Sous le porche, à l’entrée de sa maison située à quelques encablures de Cahors : un amas d’outils, de bouts de métal, de bouteilles en plastique, de rebuts de toutes sortes… Et couchées dans un coin, deux sculptures longiformes, à moitié déglinguées, abandonnées à leur triste sort et condamnées à disparaître. A 81 ans, Gérard Gartner a définitivement tiré un trait sur sa vie de sculpteur, ou plutôt « d’a-sculpteur, c’est-à-dire en dehors, tout comme le sont les a-narchistes », précise-t-il. Mais pas à la manière de ces artistes qui annoncent en grande pompe leur retrait de la scène, non, en détruisant de manière radicale et irréversible l’ensemble de son travail.

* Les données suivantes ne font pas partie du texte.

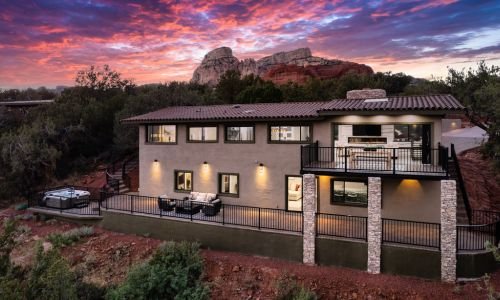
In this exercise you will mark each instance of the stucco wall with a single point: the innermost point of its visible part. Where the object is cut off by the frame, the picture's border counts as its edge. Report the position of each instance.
(267, 188)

Des 250 sculptures façonnées par l’artiste à partir de déchets plastiques collectés dans les décharges, aujourd’hui, il ne reste rien. Juste un gros tas de paillettes accumulé dans un hangar et appelé à renaître sous la forme d’un bidon, d’un tableau de bord de voiture ou d’une fourrure polaire. Retour à la case départ pour ces rebus ! Fin d’une histoire, ou plutôt d’une tranche de vie débutée dans les années 1970. Un geste fou ? Non, pour cet artiste qui a exposé dans le monde entier et a toujours refusé de vendre ses œuvres, cette destruction n’a rien d’extraordinaire. Elle est même naturelle, dans l’ordre des choses. « L’art n’a de valeur que pour son créateur : ces sculptures m’ont permis de me connaître et de me construire, explique-il. Aujourd’hui, elles ne me sont d’aucune utilité. Il était temps de leur rendre leur liberté et de les réintégrer dans le grand tout ». Tout ce qui a été doit disparaître. Tout est transitoire, mouvant et appelé à mourir et à renaître sous une autre forme. « Pour les Gitans, les objets n’ont aucune valeur, confirme son vieil ami, le cinéaste Tony Gatlif. Ils tracent leur route et ne s’attachent à l’argent que pour se nourrir. Ils sont à contre-courant du matérialisme de notre époque, ce qui les rend d’autant plus suspects aux yeux de la société. »
Un chalumeau dans la tête
Car Gérard Gartner est d’abord un Gitan. Sédentaire, peut-être mais profondément attaché à la culture des Gens du voyage. Assis devant la table du petit salon qui fait office de cuisine, un Diklo (foulard en romani) noué autour du cou, l’air affable, Gérard Gartner vit entouré de ses livres, de ses tableaux et de ses nombreuses photos. Ses yeux bleus délavés s’embrument un peu quand on l’interroge sur l’identité de cette femme représentée sur les deux grandes toiles qui lui font face, son épouse décédée en 2008, mais sa gouaille n’est jamais loin. À l’évocation de son ami, le Prince Népokotchinsky, dit Népo, l’auteur du grand tableau abstrait placé à côté, il s’enflamme : « C’était un véritable aristocrate russe, il a été musicien, peintre, chanteur, chorégraphe, décorateur de ballet, une célébrité à la vie foisonnante, injustement tombé dans l’oubli ». À côte : un portrait de Brassens croqué par Gartner, au temps où il était portraitiste, des photos du sculpteur Alberto Giacometti qu’il fréquenta à la fin de sa vie, de son grand ami Matéo Maximoff, premier écrivain rom disparu en 2009 dont il a écrit une biographie, du guitariste Manitas de Plata, du photographe Joseph Kudelka… Gérard Gartner a enchaîné les vies, comme on enfile des perles, côtoyant indifféremment ses frères tsiganes et ses amis gadjés, de tous les milieux, des plus misérables aux plus illustres.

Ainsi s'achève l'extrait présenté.